In [None]:
# This Python 3 environment comes with many helpful analytics libraries installed
# It is defined by the kaggle/python docker image: https://github.com/kaggle/docker-python
# For example, here's several helpful packages to load in 

import numpy as np # linear algebra
import pandas as pd # data processing, CSV file I/O (e.g. pd.read_csv)
import matplotlib.pyplot as plt
import functools as F

# Input data files are available in the "../input/" directory.
# For example, running this (by clicking run or pressing Shift+Enter) will list the files in the input directory

import os
print(os.listdir("../input"))

from sklearn.ensemble import GradientBoostingClassifier  #GBM algorithm
#from sklearn.impute import SimpleImputer
from sklearn.preprocessing import Imputer as SimpleImputer
from sklearn import metrics   #Additional scklearn functions
#from sklearn.grid_search import GridSearchCV #Perforing grid search
import xgboost as xgb
import shap
#Bayesian optimization for model parameters
from bayes_opt import BayesianOptimization
from sklearn.model_selection import KFold
from sklearn.model_selection import cross_val_score


# Any results you write to the current directory are saved as output.
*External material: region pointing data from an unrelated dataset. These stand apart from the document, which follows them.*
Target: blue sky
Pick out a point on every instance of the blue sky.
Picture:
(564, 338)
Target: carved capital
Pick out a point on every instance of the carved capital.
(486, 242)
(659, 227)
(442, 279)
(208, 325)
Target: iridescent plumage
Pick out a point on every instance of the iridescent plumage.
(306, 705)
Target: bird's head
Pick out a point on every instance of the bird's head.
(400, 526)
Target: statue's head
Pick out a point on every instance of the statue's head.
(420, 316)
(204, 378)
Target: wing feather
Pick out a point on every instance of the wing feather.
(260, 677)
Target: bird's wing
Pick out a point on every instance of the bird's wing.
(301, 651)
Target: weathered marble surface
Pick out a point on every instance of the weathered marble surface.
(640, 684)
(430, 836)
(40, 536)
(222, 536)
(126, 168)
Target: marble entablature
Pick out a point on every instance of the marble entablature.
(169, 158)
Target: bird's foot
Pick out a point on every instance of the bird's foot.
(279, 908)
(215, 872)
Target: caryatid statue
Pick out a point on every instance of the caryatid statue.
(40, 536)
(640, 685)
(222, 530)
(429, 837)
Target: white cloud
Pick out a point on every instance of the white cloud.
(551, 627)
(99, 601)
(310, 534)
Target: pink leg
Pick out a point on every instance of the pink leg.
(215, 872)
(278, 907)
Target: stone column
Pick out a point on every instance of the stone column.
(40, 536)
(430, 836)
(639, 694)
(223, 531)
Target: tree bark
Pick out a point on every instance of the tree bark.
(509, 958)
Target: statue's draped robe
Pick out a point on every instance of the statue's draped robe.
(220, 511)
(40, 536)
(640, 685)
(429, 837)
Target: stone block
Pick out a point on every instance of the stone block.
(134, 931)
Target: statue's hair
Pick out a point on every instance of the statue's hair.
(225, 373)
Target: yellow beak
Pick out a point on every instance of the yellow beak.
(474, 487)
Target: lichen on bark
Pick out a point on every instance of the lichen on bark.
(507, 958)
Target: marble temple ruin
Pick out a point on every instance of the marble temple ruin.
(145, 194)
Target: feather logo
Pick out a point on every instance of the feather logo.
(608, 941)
**Standard Util Functions**

In [None]:
def dataImputation(orig_df):
    df = orig_df.copy()
    # make new columns indicating what will be imputed
    cols_with_missing = (col for col in df.columns if df[col].isnull().any())
    #for col in cols_with_missing:
    #    df[col + '_was_missing'] = df[col].isnull()
    # Imputation
    my_imputer = SimpleImputer()
    df = pd.DataFrame(my_imputer.fit_transform(df),columns=df.columns.values)
    
    
    print(df.columns)
    #print(orig_df.columns)
    return df

#dataImputation(application_train)


In [None]:
def plot_feature_importances(clf, X_train, y_train=None, 
                             top_n=10, figsize=(8,8), print_table=False, title="Feature Importances"):
    '''
    plot feature importances of a tree-based sklearn estimator
    
    Note: X_train and y_train are pandas DataFrames
    
    Note: Scikit-plot is a lovely package but I sometimes have issues
              1. flexibility/extendibility
              2. complicated models/datasets
          But for many situations Scikit-plot is the way to go
          see https://scikit-plot.readthedocs.io/en/latest/Quickstart.html
    
    Parameters
    ----------
        clf         (sklearn estimator) if not fitted, this routine will fit it
        
        X_train     (pandas DataFrame)
        
        y_train     (pandas DataFrame)  optional
                                        required only if clf has not already been fitted 
        
        top_n       (int)               Plot the top_n most-important features
                                        Default: 10
                                        
        figsize     ((int,int))         The physical size of the plot
                                        Default: (8,8)
        
        print_table (boolean)           If True, print out the table of feature importances
                                        Default: False
        
    Returns
    -------
        the pandas dataframe with the features and their importance
        
    Author
    ------
        George Fisher
    '''
    
    __name__ = "plot_feature_importances"
    
    import pandas as pd
    import numpy  as np
    import matplotlib.pyplot as plt
    
    from xgboost.core     import XGBoostError
    from lightgbm.sklearn import LightGBMError
    
    try: 
        if not hasattr(clf, 'feature_importances_'):
            clf.fit(X_train.values, y_train.values.ravel())

            if not hasattr(clf, 'feature_importances_'):
                raise AttributeError("{} does not have feature_importances_ attribute".
                                    format(clf.__class__.__name__))
                
    except (XGBoostError, LightGBMError, ValueError):
        clf.fit(X_train.values, y_train.values.ravel())
            
    feat_imp = pd.DataFrame({'importance':clf.feature_importances_})    
    feat_imp['feature'] = X_train.columns
    feat_imp.sort_values(by='importance', ascending=False, inplace=True)
    feat_imp = feat_imp.iloc[:top_n]
    
    feat_imp.sort_values(by='importance', inplace=True)
    feat_imp = feat_imp.set_index('feature', drop=True)
    feat_imp.plot.barh(title=title, figsize=figsize)
    plt.xlabel('Feature Importance Score')
    plt.show()
    
    if print_table:
        from IPython.display import display
        print("Top {} features in descending order of importance".format(top_n))
        display(feat_imp.sort_values(by='importance', ascending=False))
        
    return feat_imp

**Features Input**

In [None]:
train_final = pd.read_csv('../input/train_final.csv')
test_final  = pd.read_csv('../input/test_final.csv')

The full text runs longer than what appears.